China’s ongoing development of the digital yuan — a central bank digital currency that is also sometimes referred to by the names DC/EP or e-CNY — has set an ambitious pace for global research into and potential issuance of CBDCs worldwide.
The country is the largest economy in the world to be so far ahead with its CBDC development and testing, having completed numerous advanced pilots on the mainland and announcing further plans to promote the currency’s adoption during the 2022 Winter Olympics in Beijing.
HKMA has itself been engaged in multiple collaborative projects to explore the feasibility of CBDC issuance since 2017, both for domestic inter-bank payments and for cross-border payments, with partners that include the Bank of Thailand and the Central Bank of the United Arab Emirates, as well as the PBoC.
Michael Ho, principal of financial services at Oliver Wyman and the co-author of a recently published report on the digital yuan, has argued that the significance of China’s new currency lies less in the mere fact of increased digitalization but rather in the prospective “introduction of a large-scale instant payment infrastructure, sponsored by the Chinese gov’t rather than private sector.”

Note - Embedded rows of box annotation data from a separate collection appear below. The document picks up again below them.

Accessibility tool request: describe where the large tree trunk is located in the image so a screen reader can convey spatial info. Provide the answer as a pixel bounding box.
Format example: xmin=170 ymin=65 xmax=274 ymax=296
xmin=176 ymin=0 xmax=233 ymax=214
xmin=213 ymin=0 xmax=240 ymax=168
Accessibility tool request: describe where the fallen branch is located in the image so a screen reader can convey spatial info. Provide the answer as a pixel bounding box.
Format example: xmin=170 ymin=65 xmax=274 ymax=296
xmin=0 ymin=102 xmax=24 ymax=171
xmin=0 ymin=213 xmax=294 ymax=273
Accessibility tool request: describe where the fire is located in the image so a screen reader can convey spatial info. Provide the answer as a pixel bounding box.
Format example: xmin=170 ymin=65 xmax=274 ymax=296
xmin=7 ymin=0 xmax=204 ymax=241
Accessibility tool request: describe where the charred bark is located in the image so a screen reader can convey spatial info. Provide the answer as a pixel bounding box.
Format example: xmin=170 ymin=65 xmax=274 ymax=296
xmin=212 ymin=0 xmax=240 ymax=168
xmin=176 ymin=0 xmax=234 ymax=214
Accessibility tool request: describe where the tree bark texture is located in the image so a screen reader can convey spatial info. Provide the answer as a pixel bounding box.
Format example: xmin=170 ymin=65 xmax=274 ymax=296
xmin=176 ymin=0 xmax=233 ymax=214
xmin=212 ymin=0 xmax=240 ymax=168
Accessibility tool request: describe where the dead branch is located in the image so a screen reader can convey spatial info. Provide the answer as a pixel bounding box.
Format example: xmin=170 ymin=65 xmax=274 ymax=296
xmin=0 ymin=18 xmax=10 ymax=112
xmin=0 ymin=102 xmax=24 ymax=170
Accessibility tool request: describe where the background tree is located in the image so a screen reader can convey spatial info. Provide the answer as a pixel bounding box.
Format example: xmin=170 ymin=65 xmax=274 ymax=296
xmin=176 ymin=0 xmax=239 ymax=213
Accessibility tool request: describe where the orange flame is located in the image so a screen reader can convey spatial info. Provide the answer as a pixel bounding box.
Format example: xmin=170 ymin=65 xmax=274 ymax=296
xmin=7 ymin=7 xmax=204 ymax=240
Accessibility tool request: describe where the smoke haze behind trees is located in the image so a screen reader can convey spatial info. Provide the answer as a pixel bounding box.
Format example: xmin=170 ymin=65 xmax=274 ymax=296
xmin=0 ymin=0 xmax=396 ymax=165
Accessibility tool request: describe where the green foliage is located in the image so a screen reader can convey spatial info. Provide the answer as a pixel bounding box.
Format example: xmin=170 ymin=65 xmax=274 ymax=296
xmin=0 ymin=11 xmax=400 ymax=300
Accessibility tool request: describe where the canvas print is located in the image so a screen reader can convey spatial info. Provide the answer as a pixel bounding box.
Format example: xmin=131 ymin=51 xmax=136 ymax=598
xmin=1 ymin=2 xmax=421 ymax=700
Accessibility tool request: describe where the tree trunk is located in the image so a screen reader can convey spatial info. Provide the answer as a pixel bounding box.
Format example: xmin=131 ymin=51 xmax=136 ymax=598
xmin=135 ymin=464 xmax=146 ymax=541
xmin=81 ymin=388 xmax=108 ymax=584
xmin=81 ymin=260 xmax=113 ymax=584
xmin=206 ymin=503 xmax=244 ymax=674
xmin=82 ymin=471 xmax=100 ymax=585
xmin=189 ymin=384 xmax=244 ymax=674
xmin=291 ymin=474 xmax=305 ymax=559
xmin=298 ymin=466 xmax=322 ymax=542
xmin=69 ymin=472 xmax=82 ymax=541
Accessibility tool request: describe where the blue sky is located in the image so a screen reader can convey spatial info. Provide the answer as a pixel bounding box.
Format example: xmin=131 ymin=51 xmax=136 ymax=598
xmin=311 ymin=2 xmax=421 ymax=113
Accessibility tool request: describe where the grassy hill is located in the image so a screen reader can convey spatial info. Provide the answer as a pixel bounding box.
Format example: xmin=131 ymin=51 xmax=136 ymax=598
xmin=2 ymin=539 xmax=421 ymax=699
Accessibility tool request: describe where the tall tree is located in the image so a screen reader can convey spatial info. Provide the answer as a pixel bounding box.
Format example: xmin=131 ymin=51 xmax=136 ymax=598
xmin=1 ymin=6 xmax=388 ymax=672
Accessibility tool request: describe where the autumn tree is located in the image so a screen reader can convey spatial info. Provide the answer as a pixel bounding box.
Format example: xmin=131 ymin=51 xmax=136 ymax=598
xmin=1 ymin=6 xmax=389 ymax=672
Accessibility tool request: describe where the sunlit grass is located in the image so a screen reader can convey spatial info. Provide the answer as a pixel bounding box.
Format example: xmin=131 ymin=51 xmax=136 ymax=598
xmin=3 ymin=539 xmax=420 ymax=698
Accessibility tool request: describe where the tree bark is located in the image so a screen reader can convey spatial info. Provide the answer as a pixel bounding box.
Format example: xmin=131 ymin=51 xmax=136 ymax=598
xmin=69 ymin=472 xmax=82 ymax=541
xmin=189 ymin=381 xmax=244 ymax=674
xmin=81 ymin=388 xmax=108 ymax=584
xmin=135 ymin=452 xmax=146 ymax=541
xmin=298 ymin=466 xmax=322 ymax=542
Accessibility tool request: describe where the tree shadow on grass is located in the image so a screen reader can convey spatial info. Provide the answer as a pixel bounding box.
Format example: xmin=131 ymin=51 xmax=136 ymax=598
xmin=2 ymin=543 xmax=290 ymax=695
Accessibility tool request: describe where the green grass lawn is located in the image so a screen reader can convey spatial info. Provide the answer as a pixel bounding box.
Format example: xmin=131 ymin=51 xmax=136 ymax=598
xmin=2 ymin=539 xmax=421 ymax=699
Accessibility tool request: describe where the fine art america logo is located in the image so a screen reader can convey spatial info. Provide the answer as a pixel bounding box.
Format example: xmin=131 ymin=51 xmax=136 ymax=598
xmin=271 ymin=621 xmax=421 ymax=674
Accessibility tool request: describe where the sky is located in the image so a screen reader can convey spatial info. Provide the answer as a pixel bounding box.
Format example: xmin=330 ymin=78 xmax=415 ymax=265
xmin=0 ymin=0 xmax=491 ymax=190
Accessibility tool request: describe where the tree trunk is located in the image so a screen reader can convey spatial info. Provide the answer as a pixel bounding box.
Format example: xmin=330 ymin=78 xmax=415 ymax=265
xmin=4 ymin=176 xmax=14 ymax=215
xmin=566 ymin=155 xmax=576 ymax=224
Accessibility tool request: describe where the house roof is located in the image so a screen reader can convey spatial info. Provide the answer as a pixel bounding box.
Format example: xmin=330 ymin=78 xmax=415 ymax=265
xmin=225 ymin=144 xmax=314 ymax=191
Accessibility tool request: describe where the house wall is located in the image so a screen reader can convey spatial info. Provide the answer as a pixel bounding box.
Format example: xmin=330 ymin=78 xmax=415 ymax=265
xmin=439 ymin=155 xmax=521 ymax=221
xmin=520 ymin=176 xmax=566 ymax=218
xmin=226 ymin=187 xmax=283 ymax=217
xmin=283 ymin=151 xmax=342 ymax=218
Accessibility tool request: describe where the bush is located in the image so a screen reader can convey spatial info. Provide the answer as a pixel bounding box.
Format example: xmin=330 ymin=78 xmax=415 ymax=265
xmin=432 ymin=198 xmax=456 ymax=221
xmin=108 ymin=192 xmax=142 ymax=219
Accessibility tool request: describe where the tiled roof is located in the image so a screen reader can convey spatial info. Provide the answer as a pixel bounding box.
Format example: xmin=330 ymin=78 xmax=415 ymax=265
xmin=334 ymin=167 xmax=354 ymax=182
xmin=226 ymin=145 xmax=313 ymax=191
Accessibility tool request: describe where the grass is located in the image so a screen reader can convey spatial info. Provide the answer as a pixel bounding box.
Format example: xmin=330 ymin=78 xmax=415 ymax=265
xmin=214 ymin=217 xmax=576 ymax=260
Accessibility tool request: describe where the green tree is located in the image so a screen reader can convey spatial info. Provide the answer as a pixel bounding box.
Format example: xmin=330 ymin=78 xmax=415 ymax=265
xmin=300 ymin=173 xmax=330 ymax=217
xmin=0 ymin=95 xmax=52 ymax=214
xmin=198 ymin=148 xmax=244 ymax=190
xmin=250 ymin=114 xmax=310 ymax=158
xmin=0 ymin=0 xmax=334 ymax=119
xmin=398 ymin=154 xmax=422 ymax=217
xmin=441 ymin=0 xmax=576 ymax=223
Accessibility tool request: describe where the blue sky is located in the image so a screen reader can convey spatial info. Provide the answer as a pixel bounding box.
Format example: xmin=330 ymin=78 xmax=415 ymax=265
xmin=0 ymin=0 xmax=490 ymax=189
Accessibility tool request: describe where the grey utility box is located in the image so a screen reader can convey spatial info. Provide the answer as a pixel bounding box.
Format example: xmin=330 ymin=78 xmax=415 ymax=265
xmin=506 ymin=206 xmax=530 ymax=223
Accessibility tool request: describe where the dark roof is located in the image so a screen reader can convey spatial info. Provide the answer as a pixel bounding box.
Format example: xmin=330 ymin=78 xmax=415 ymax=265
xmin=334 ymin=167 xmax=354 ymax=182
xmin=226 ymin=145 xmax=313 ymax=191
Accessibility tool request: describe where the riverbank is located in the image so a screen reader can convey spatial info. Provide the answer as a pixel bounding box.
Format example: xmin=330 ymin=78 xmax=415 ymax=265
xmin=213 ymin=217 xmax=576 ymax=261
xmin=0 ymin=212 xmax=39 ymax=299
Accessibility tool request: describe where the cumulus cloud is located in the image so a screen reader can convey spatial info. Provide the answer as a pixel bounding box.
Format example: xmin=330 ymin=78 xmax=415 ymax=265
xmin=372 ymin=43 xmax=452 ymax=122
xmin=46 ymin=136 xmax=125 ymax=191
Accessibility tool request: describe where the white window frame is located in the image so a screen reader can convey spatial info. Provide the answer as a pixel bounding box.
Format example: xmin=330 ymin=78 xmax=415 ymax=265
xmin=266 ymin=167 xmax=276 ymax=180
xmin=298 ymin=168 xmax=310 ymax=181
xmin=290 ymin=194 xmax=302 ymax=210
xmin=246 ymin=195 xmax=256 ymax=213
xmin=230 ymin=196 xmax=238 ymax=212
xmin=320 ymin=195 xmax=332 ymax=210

With the potential for its adoption by some of the world’s largest enterprises, as well as by an increasingly globally connected domestic population, Ho and his co-author, Jason Ekberg, predict that “if there is an extension of eCNY into cross-border transaction, supported by liberalization policy, this will accelerate the RMB further as a true global trade current bringing both savings and efficiency to the cross-border flows.”